Ex 4. Use `foldl` to calculate the sum of squares given a list of doubles.

``````squares :: [Int] -> Int
squares = foldl (\acc x -> ???) 0

main = print \$ squares [3, 4, 5]``````

Ex 5. The accumulator in `foldl` can also be a list. With this in mind, implement function `rev` that reverses a list.

``````rev :: [a] -> [a]
rev = foldl ???

main = print \$ rev "spot on"``````

Ex 6. Just as a proof of concept, implement a version of `alnums` using `foldl`, even though it's going to be awkward and inefficient.

``````import Data.Char

alnums :: String -> (String, String)
alnums str = undefined

main = do
print \$ alnums "R2D2+C3Po"
print \$ alnums "a14"``````

## Tokenizing Numbers

The tokenizer for numbers is very similar to the tokenizer for identifiers. As before, we'll use mutual recursion:

``````tokenize (c : cs)
...
| isDigit c = number c cs

number c cs =
let (digs, cs') = digits cs in
TokNum (read (c : digs)) : tokenize cs'``````

I used `read` to convert a string to an `Int`.

The function `digits` is the equivalent of `alnums`, except that it gathers digits rather than alphanumeric characters:

``````digits :: String -> (String, String)
digits str = digs "" str
where
digs :: String -> String -> (String, String)
digs acc [] = (acc, [])
digs acc (c : cs) | isDigit c =
let (acc', cs') = digs acc cs
in (c:acc', cs')
| otherwise = (acc, c:cs)``````

In fact, if you compare the two functions, they only differ in one place: The predicate `isAlphaNum` is replaced by `isDigit`. This clearly calls for refactoring: We should make the predicate an argument to a more general (higher order) function. Let's call this function `span`:

``````import Data.Char
import Prelude hiding (span)
-- show
span :: (a -> Bool) -> [a] -> ([a], [a])
span pred str =
let -- define a helper function 'spanAcc'
spanAcc acc [] = (acc, [])
spanAcc acc (c : cs) | pred c =
let (acc', cs') = spanAcc acc cs
in (c:acc', cs')
| otherwise = (acc, c:cs)
in
spanAcc [] str

main = print \$ span isAlphaNum "R2D2 + C3Po"``````

`span` is so useful that it's included in the Prelude. We'll use it in the final version of the tokenizer, which follows.

## The Tokenizer

``````import Data.Char

data Operator = Plus | Minus | Times | Div
deriving (Show, Eq)

data Token = TokOp Operator
| TokIdent String
| TokNum Int
deriving (Show, Eq)

operator :: Char -> Operator
operator c | c == '+' = Plus
| c == '-' = Minus
| c == '*' = Times
| c == '/' = Div

tokenize :: String -> [Token]
tokenize [] = []
tokenize (c : cs)
| elem c "+-*/" = TokOp (operator c) : tokenize cs
| isDigit c = number c cs
| isAlpha c = identifier c cs
| isSpace c = tokenize cs
| otherwise = error \$ "Cannot tokenize " ++ [c]

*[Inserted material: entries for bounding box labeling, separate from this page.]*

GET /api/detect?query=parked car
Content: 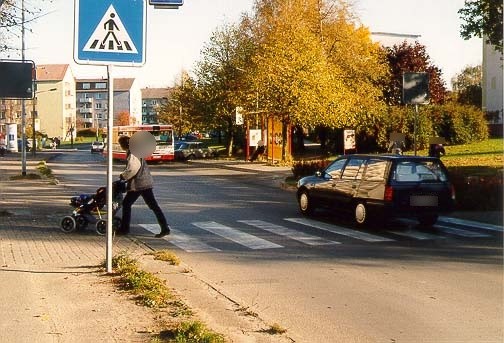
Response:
[91,141,105,153]
[175,141,217,161]
[297,155,455,226]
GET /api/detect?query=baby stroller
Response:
[61,180,126,235]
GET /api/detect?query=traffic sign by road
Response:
[74,0,147,66]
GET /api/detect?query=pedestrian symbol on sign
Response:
[83,5,138,54]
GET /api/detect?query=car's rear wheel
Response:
[299,190,315,216]
[96,219,107,236]
[354,202,369,226]
[418,214,438,227]
[61,216,77,233]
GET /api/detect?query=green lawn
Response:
[436,139,504,172]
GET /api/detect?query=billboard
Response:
[0,60,35,99]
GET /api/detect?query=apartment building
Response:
[30,64,76,139]
[75,79,108,129]
[142,88,172,124]
[76,78,142,129]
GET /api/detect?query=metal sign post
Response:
[74,0,147,273]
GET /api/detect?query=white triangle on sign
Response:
[83,5,138,54]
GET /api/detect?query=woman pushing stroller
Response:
[116,136,170,238]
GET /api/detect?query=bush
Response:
[448,167,504,211]
[372,103,489,151]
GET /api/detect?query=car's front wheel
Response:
[354,202,369,226]
[298,190,315,216]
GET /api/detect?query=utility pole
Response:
[21,0,26,176]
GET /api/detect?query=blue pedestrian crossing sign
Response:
[74,0,147,66]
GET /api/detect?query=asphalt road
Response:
[50,151,504,342]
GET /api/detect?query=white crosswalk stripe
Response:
[436,225,491,238]
[139,217,499,252]
[387,229,446,241]
[192,222,283,250]
[238,220,341,245]
[285,218,395,242]
[139,224,221,252]
[439,217,504,232]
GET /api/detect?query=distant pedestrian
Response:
[116,136,170,238]
[249,139,265,162]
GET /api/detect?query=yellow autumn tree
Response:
[253,0,388,159]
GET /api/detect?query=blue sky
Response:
[5,0,482,87]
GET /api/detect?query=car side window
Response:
[394,161,448,182]
[325,158,347,179]
[364,159,388,181]
[342,158,364,180]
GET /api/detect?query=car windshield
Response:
[392,160,448,182]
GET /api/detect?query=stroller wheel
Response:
[61,216,77,233]
[96,219,107,236]
[75,215,88,230]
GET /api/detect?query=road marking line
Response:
[139,224,221,252]
[284,218,395,242]
[192,222,283,250]
[387,230,446,241]
[435,225,491,238]
[238,220,341,245]
[439,217,503,232]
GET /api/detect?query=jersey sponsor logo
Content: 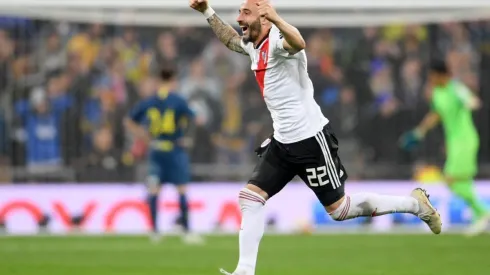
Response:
[260,138,271,148]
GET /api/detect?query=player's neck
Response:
[254,26,272,49]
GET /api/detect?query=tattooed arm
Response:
[208,13,248,55]
[189,0,248,55]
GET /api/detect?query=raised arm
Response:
[189,0,248,55]
[256,0,306,55]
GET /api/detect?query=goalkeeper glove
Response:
[399,130,424,151]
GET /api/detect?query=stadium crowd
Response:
[0,18,490,182]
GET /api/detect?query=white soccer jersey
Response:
[242,25,328,144]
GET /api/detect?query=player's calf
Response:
[225,184,268,275]
[146,176,160,233]
[325,193,419,221]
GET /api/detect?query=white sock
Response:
[235,188,265,275]
[330,193,419,221]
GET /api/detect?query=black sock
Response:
[179,194,189,232]
[148,195,158,232]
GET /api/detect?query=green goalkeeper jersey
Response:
[432,80,478,146]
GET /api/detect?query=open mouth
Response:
[240,26,248,34]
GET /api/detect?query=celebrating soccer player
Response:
[189,0,441,275]
[401,61,490,235]
[125,67,202,244]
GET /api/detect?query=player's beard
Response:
[243,17,262,43]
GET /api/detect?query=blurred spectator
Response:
[116,28,142,83]
[397,58,424,109]
[150,32,179,75]
[68,24,104,68]
[214,82,247,164]
[78,127,134,182]
[36,32,67,75]
[83,81,125,153]
[202,39,245,91]
[15,85,70,166]
[179,59,221,100]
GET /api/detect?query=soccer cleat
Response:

identifier c cs = let (str, cs') = span isAlphaNum cs in
TokIdent (c:str) : tokenize cs'

number c cs =
let (digs, cs') = span isDigit cs in
TokNum (read (c : digs)) : tokenize cs'

main = do
print \$ tokenize "12 + 24 / x1"``````

In the next installment we are going to implement the parser. We'll be using the results of the simple exercise below, so try to work on it, or just peek at the solution.

Ex 7. Extend the tokenizer above to recognize more tokens: `LParen` and `RParen` corresponding to `(` and `)`; as well as `TokAssign` for `=`.